Seems it has two levels of hardware register stacking (on chip shadow registers), which should take just 1 cycle to save/restore RA and all the A and T registers.
Does this mean if I have no more than two interrupt priorities, I can let the hardware shadow those registers?
Yes, but not simply priorities, but nested interrupts. Priority just decides which of two simultaneous interrupts is serviced first. You can't get nested interrupts unless you explicitly re-enable interrupts inside your interrupt function, which you must not do unless you've read and saved all useful CSRs first! e.g. mepc, mcause, mtval, mstatus.MPP, mstatus.MPIE. Considerable care is needed.
And it appears that the saved registers agree with the RISC-V calling ABI. Or am I mistaken?
Sure. The function itself should as usual, save and restore any S registers it uses.
For context, I decided at the start to write code that will work with any RISC-V compiler, so on the CH32V003 I did not enable the automatic interrupt register saving.
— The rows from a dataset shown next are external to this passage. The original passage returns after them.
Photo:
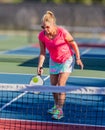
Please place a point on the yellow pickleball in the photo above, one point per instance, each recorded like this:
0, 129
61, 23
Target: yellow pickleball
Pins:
35, 79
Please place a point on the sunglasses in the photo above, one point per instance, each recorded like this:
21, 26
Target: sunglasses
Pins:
44, 27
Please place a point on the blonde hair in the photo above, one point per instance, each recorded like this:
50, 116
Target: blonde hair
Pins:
49, 17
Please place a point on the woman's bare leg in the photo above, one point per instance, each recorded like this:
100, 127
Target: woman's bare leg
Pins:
59, 80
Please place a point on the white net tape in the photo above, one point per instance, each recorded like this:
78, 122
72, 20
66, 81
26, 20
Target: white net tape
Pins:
57, 89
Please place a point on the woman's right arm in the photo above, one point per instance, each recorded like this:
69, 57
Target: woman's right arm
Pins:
41, 58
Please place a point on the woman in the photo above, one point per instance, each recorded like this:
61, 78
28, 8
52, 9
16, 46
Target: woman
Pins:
61, 47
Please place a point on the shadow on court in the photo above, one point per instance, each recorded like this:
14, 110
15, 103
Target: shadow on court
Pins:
89, 63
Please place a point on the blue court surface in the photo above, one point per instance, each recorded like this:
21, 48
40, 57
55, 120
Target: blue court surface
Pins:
85, 110
85, 48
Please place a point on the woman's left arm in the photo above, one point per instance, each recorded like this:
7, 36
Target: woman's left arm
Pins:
74, 45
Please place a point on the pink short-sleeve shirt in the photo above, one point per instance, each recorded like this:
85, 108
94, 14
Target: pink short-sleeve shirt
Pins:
59, 49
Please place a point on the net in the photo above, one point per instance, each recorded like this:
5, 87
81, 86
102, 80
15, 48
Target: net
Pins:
21, 109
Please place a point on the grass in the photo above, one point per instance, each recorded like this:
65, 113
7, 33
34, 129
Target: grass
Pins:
15, 63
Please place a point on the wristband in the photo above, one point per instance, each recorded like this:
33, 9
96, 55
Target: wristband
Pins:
41, 67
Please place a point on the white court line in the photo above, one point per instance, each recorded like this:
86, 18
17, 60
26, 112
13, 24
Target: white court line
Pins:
54, 122
46, 75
Since it was saving to memory, I was not really sure how much that would save anyway.
Previous experimenting showed that on CH32V003 the HPE was faster or at least no slower unless the number of registers you needed to save was truly small -- 3 or less, maybe?
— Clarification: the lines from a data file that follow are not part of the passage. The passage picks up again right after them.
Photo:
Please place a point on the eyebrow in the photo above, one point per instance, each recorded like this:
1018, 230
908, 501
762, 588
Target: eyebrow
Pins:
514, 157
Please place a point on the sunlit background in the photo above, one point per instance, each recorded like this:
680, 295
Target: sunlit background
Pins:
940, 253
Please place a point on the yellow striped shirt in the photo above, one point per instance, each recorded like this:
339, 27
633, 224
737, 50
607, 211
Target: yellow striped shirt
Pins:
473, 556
So if I enable this feature and add an assembly "mret" at the end of a handler written as an ordinary function, this will work? (I don't mind losing two bytes for the extra "ret".)
Nooooooooo!!!
Returning behind the compiler's back means that it won't get a chance to restore any S registers it saved, or delete the stack frame.
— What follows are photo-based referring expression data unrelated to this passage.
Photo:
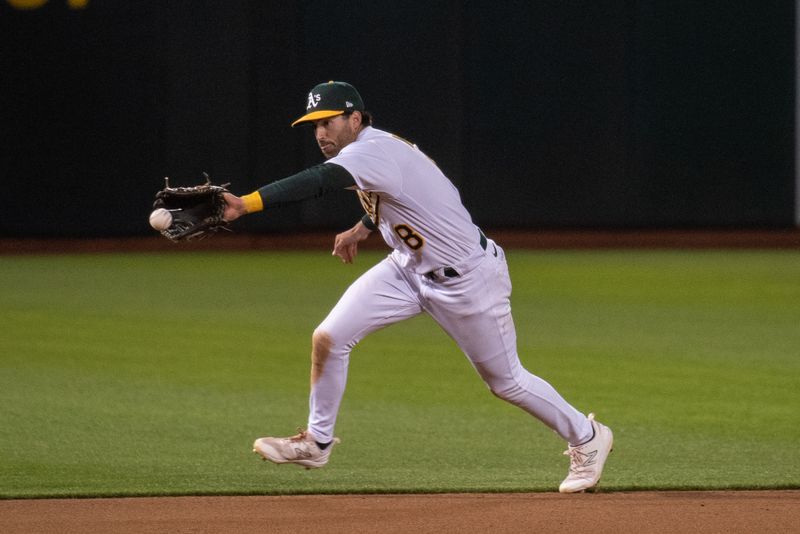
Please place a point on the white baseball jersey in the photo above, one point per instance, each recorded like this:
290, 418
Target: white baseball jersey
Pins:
415, 206
420, 215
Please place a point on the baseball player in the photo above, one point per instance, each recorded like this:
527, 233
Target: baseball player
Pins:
442, 264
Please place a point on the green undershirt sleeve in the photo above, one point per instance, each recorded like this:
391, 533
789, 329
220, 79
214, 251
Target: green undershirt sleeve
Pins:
313, 182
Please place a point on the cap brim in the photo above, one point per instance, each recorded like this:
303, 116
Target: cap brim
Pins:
316, 115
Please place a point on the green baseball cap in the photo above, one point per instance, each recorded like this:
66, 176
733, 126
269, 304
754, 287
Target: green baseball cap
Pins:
329, 100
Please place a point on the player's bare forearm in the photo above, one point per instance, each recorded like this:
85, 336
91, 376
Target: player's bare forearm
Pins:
235, 207
346, 244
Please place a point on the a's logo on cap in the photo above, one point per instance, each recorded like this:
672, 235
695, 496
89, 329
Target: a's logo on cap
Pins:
313, 100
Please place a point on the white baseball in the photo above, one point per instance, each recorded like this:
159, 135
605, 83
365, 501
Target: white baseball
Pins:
160, 219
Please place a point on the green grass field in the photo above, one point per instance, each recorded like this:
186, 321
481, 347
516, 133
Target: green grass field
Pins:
152, 374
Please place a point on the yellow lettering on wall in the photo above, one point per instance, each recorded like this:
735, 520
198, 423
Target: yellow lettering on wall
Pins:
36, 4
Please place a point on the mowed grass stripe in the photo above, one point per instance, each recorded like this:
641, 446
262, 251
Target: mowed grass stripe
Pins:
151, 374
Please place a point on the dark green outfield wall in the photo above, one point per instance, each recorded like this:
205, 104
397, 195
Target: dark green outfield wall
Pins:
545, 114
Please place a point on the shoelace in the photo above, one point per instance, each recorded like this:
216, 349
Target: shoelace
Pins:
301, 435
576, 465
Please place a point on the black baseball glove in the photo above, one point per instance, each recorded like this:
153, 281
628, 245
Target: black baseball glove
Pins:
196, 211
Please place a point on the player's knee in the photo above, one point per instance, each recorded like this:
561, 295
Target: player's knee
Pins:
321, 343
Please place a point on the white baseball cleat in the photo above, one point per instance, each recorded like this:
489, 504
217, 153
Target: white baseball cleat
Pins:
586, 461
301, 449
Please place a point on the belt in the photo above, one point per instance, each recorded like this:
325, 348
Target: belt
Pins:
450, 272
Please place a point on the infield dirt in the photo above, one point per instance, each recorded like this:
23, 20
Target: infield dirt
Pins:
667, 512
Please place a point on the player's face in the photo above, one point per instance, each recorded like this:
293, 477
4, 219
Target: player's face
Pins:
335, 133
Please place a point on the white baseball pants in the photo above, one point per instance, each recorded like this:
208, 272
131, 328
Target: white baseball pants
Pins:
473, 308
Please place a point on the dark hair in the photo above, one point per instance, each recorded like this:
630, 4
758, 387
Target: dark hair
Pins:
366, 117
The "correct" way to do it is to use
__attribute __((interrupt("WCH-Interrupt-fast"))) with WCH's own compiler (or this *might* have been upstreamed by now -- the previous time we discussed this here was 18 months ago).
Or to roll it yourself with a generic compiler the correct way is:
void my_handler_inner(){
// ...
}
__attribute__((naked))
void my_handler(){
asm volatile ("call my_handler_inner");
asm volatile ("mret");
}
The inner handler must NOT be inlined. Using an asm statement to call it both ensures this and also makes Clang happy as it doesn't allow non-asm code in a naked function.
User jnk0le proposed an extension to the existing __attribute__((interrupt)) feature which would work for the CH32V003, for the bigger WCH cores, and for any future core with a similar feature. He suggested (for CH32V003):
__attribute__((interrupt, prestacked("x1,x5-x7,x10-x15")))
This proposal was made in October 2023. I don't know the current status.